After training, we can evaluated the model on the test set using Root Mean Squared Error (RMSE) as the performance metric.

In [None]:
from sklearn.metrics import mean_squared_error

# Load the best model
model.load_state_dict(torch.load(model_path))

# Wrapper to save memory by not recomputing gradients.
with torch.no_grad():
    # Set the model in evaluation mode.
    model.eval()

    # Calculate running loss and accuracy
    running_loss = 0.0
    running_corrects = 0
    test_labels = np.array([])
    test_probs = np.array([])
    test_predictions = np.array([])

    # Apply to the test set
    for i, data in enumerate(test_loader):
        inputs, labels = data
        test_labels = np.append(test_labels, labels.cpu().numpy())
        inputs = inputs.to(device)
        labels = labels.to(device)

        outputs = model(inputs).squeeze(1)
        outputs = torch.clamp(outputs, min=0.0, max=1.0)
        outputs = outputs.to(device)
        loss = criterion(outputs, labels)
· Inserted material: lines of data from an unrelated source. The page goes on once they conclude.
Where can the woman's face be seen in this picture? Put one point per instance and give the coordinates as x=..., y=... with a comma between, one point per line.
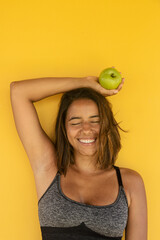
x=83, y=126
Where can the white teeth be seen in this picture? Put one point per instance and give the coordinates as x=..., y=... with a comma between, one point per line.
x=86, y=141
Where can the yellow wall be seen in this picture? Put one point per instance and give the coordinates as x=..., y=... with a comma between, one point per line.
x=79, y=38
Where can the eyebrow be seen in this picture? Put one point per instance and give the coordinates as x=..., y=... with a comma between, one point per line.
x=94, y=116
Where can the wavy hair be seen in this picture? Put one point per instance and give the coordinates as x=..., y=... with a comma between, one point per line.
x=109, y=136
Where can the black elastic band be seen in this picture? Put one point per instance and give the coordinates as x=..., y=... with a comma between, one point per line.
x=118, y=175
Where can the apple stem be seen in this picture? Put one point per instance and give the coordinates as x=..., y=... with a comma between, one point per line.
x=112, y=75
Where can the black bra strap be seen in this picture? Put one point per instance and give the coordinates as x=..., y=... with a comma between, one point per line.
x=118, y=175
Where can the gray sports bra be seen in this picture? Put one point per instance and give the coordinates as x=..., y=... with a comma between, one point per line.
x=63, y=218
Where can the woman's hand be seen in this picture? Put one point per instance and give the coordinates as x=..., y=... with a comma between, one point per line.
x=93, y=82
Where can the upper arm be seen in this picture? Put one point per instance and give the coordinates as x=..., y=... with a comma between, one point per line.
x=137, y=219
x=38, y=146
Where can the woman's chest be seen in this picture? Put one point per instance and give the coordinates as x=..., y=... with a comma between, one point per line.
x=93, y=191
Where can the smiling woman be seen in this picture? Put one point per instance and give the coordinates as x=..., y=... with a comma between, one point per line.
x=86, y=115
x=81, y=193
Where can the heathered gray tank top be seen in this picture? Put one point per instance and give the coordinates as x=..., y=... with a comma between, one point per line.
x=63, y=218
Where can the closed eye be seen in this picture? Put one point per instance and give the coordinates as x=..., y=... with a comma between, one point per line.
x=80, y=123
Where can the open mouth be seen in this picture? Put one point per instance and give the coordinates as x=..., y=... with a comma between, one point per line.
x=87, y=141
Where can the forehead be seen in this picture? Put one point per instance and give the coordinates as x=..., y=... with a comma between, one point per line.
x=87, y=106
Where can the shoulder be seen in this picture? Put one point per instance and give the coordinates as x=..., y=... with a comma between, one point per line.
x=133, y=183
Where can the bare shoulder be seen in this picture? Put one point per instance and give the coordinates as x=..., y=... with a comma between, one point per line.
x=132, y=182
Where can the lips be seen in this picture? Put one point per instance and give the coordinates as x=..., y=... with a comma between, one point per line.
x=87, y=141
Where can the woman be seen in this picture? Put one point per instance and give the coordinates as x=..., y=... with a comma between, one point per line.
x=81, y=193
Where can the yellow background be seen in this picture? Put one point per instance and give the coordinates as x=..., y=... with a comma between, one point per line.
x=77, y=38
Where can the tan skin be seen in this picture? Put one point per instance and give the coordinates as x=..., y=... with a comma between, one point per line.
x=102, y=185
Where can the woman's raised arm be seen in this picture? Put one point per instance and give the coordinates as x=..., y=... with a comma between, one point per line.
x=38, y=146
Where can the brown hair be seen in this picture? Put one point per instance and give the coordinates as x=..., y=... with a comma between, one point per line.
x=109, y=137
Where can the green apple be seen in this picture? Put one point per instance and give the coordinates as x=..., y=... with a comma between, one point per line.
x=110, y=78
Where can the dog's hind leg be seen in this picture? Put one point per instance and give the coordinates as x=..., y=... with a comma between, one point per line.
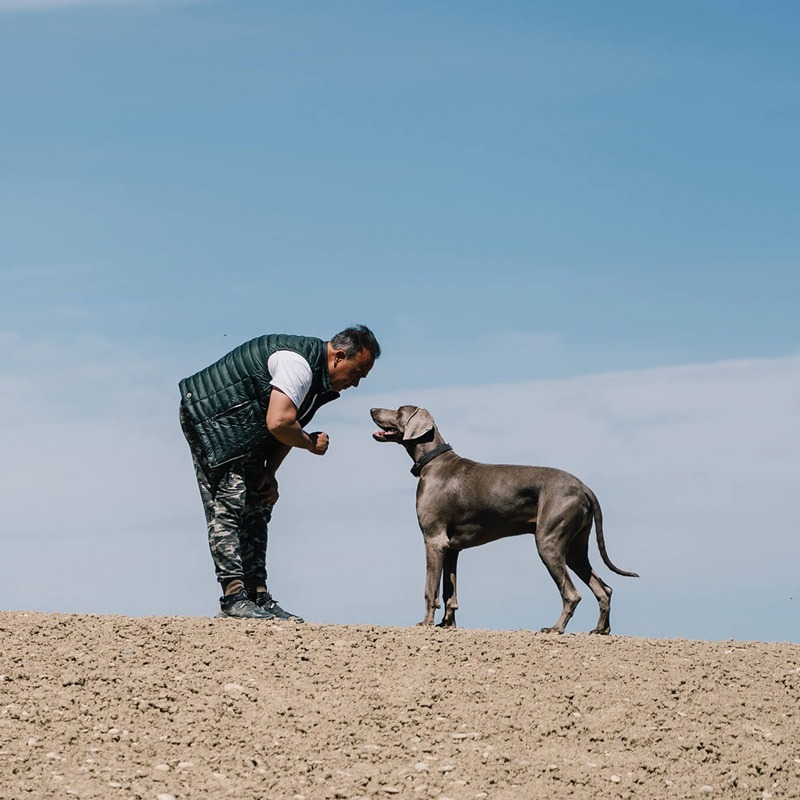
x=578, y=562
x=434, y=563
x=551, y=542
x=449, y=589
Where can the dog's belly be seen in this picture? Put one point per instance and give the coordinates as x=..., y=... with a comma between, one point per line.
x=487, y=528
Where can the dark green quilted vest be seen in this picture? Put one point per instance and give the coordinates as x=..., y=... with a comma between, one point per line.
x=226, y=403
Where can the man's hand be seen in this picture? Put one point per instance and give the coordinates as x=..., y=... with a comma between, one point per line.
x=268, y=487
x=319, y=440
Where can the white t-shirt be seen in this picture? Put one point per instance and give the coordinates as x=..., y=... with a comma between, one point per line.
x=291, y=374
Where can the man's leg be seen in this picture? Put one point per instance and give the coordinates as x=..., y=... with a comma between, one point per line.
x=255, y=521
x=223, y=493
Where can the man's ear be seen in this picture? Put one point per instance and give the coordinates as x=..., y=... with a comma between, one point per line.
x=417, y=425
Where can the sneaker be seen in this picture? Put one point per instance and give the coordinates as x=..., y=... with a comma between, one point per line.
x=240, y=606
x=267, y=603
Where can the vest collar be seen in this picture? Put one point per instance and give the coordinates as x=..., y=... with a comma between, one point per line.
x=429, y=456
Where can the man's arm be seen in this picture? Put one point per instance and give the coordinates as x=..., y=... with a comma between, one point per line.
x=283, y=425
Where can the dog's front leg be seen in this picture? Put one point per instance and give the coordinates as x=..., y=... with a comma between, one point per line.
x=434, y=561
x=449, y=589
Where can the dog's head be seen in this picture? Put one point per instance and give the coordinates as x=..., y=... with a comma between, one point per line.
x=402, y=425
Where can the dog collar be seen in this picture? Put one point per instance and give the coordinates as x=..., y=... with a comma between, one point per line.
x=437, y=451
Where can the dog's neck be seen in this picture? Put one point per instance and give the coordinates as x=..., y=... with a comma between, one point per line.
x=425, y=449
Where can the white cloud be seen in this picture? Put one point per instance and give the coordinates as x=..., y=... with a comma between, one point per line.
x=695, y=467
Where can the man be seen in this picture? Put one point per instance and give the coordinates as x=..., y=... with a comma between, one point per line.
x=241, y=417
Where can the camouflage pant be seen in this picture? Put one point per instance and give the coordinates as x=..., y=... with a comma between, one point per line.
x=236, y=514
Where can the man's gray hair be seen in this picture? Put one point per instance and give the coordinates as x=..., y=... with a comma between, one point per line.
x=354, y=339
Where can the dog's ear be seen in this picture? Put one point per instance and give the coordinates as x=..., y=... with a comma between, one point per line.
x=417, y=425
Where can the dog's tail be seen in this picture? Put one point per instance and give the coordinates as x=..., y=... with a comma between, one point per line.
x=601, y=542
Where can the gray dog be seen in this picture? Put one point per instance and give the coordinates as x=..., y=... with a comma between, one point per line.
x=462, y=503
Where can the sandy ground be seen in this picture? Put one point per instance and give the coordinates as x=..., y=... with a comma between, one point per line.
x=163, y=708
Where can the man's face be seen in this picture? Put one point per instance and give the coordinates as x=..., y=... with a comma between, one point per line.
x=347, y=372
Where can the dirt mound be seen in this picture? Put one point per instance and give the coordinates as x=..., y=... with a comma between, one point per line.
x=160, y=708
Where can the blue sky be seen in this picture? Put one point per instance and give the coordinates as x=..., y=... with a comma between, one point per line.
x=530, y=204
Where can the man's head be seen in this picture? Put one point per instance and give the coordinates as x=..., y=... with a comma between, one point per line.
x=351, y=354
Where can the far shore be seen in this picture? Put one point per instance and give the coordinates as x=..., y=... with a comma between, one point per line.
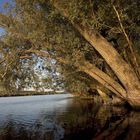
x=29, y=93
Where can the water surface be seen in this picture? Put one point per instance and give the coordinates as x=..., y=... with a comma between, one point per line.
x=60, y=117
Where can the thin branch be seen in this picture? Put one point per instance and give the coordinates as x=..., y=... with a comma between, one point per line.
x=127, y=38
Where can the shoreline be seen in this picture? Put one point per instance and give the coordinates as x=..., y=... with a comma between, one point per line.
x=29, y=93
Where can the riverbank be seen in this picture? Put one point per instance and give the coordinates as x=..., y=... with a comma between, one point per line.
x=28, y=93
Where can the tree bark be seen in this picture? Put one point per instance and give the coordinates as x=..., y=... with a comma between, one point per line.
x=124, y=72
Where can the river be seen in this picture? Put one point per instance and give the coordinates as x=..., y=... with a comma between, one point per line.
x=61, y=117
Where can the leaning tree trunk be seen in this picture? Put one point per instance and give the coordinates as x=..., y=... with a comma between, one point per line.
x=124, y=72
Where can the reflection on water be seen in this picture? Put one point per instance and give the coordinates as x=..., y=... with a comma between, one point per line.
x=58, y=117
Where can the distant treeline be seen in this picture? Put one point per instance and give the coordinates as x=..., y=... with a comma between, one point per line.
x=28, y=93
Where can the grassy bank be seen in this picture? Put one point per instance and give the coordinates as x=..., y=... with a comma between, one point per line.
x=28, y=93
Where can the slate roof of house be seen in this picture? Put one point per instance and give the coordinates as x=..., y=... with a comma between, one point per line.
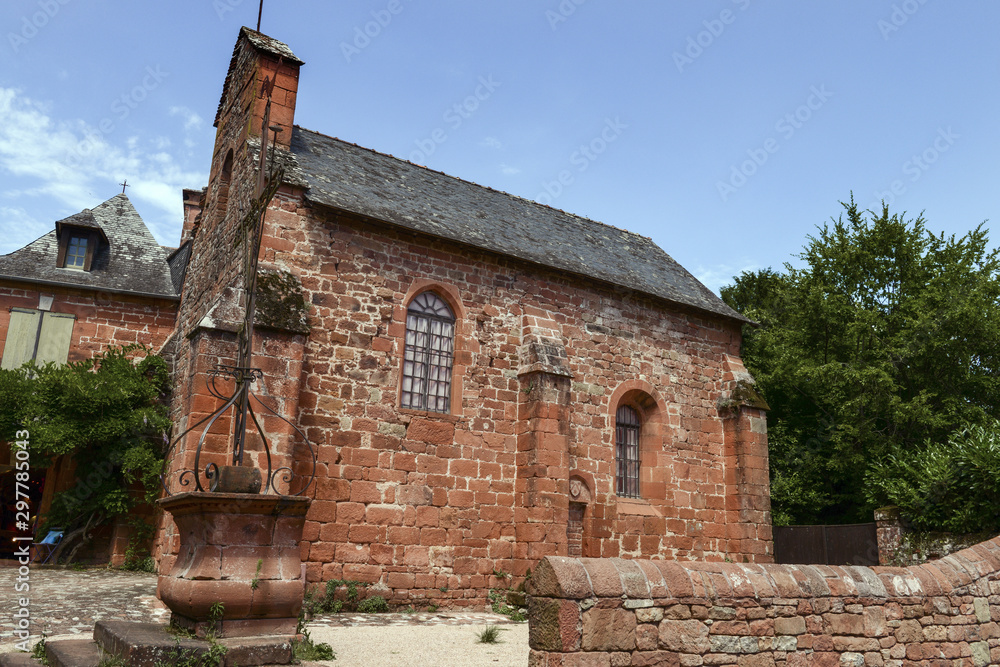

        test_predictions = np.append(test_predictions, outputs.cpu().numpy())

        running_loss += loss.detach() * inputs.size(0)

rmse = mean_squared_error(test_labels, test_predictions)

print(f"Test RMSE: {rmse ** 0.5:.4f}")

We observe that the test RMSE of ResNet-50 is higher than that of the Simple CNN. This may be due to ResNet-50's large capacity (~25 million parameters), which makes it prone to overfitting on small or low-variance datasets. Additionally, ResNet-50 is pretrained on ImageNet RGB images, whereas our input consists of grayscale LiDAR data. Although the first convolutional layer was modified to accept single-channel input, the pretrained filters in earlier layers may not transfer effectively to this domain.